I should have said conditional customer data. (Client lists, phone numbers, email addresses - basically whatever you can export out of Salesforce)
In order to poach your old company’s customers, you’ll need confidential data from your prior employer, assuming that your employer doesn’t publish their client roster publicly.
The debate is being dragged from poaching customers to how IP protections enable monopolies. That’s too big of a leap to be relevant in this thread (sorry for saying IP rather than confidential data)
We’re talking about an insider who has insider knowledge about accounts and maybe also a personal relationship that they were paid to develop with a client.
Also, it’s a 100% fact that companies consider client rosters confidential. It’s fun to say no one can claim my name or phone number as confidential data… but that’s not how things work.
> Also, it’s a 100% fact that companies consider client rosters confidential. It’s fun to say no one can claim my name or phone number as confidential data… but that’s not how things work.
It is how things work legally. What you are confusing is the distinction between individual bits of information and a database: if a salesperson leaves and calls their old client, nobody reasonably expects them to forget about that relationship or be unable to look up a phone number.
If there’s an entire lead database, that might be a different story if it includes non-public data and the company can show that it’s treated as a valuable asset (limited access, confidentiality agreements, etc. ). If it’s something you could recreate with a few Google searches, you’ll have a hard time convincing a judge that there’s substantial value in its secrecy.
I claim my browsing history is confidential, the only difference is I don't have the government enforcing my wishes. On a moral level "stealing" one is the same as the other.
My list of your email is confidential data. The fact that I am talking to you is confidential. If you choose to disclose it, that’s your business, but a client list is absolutely confidential data.
> What you’re advocating for is normalizing the stealing of company IP.
This is categorically untrue – if some past employer told you that, you might want to ask what their motives for lying to you were. Your knowledge of who you worked for is not corporate IP.
The actual legal standards vary from state to state but in some states it come down to three things: does that list have economic value on its own, would it be hard to recreate, and does the company make an effort to keep it secret? That probably won’t apply to your personal memory of who you worked for since that's highly unlikely to be an independently valuable resource - typically that would be a big list of non-public information like people who signed up to preorder a product, people with a certain need or interest, etc. – and it definitely wouldn’t include anything listed on their website, press releases, or someone’s C.V. If you dump the CRM on the way out, yes, you might be in trouble but there’s no legal standard expecting you to be mind-wiped on the way out.
IP protection is an entirely separate thing and has a huge body of case law around it already.
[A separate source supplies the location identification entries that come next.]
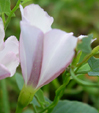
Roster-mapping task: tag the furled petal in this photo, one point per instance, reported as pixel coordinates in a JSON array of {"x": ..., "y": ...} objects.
[
  {"x": 37, "y": 17},
  {"x": 4, "y": 72},
  {"x": 31, "y": 50},
  {"x": 10, "y": 61},
  {"x": 58, "y": 53},
  {"x": 2, "y": 34},
  {"x": 10, "y": 45},
  {"x": 9, "y": 55}
]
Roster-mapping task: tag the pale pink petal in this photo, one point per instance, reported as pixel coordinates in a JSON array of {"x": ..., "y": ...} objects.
[
  {"x": 4, "y": 72},
  {"x": 10, "y": 45},
  {"x": 31, "y": 50},
  {"x": 57, "y": 55},
  {"x": 37, "y": 17},
  {"x": 2, "y": 34},
  {"x": 11, "y": 62}
]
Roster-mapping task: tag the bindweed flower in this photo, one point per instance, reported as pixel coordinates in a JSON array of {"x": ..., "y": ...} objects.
[
  {"x": 44, "y": 52},
  {"x": 9, "y": 59}
]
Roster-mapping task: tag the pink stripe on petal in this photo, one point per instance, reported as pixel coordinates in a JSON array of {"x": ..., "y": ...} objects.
[
  {"x": 56, "y": 74},
  {"x": 4, "y": 72},
  {"x": 31, "y": 43},
  {"x": 58, "y": 50}
]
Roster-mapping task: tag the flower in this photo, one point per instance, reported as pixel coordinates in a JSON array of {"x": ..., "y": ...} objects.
[
  {"x": 9, "y": 58},
  {"x": 44, "y": 52}
]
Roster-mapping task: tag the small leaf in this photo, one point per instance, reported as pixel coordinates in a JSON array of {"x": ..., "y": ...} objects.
[
  {"x": 73, "y": 107},
  {"x": 19, "y": 80},
  {"x": 5, "y": 6},
  {"x": 94, "y": 65}
]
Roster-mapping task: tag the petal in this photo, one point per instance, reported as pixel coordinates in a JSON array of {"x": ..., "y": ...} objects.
[
  {"x": 11, "y": 62},
  {"x": 2, "y": 34},
  {"x": 37, "y": 17},
  {"x": 31, "y": 47},
  {"x": 10, "y": 45},
  {"x": 58, "y": 53},
  {"x": 3, "y": 72}
]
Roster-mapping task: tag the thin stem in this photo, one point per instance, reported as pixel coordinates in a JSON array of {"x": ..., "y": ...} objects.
[
  {"x": 3, "y": 18},
  {"x": 59, "y": 92},
  {"x": 81, "y": 81},
  {"x": 19, "y": 109},
  {"x": 5, "y": 97},
  {"x": 13, "y": 10},
  {"x": 34, "y": 108},
  {"x": 82, "y": 72}
]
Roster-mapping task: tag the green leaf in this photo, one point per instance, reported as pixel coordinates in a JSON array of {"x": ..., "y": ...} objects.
[
  {"x": 73, "y": 107},
  {"x": 28, "y": 111},
  {"x": 19, "y": 80},
  {"x": 94, "y": 65},
  {"x": 84, "y": 46},
  {"x": 5, "y": 6},
  {"x": 40, "y": 97},
  {"x": 84, "y": 68}
]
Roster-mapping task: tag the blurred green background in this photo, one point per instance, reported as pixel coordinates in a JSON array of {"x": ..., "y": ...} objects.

Non compete and non solicitation do not allow employees to take IP with them, as evidenced by the many cases against tech employees who tried to do that.
And no, taking a client list with you is not how this works in consulting. You take the client you currently work for and have a relationship with and offer them a better deal to work with you independently. After that you’re on your own to solicit and win new clients.
The way you solicit clients from a prior company is downloading the client list, exporting to a personal drive, quitting, then using the list to poach.
I’m fine if that’s your intention, but let your employer know upfront that you won’t protect confidential company data.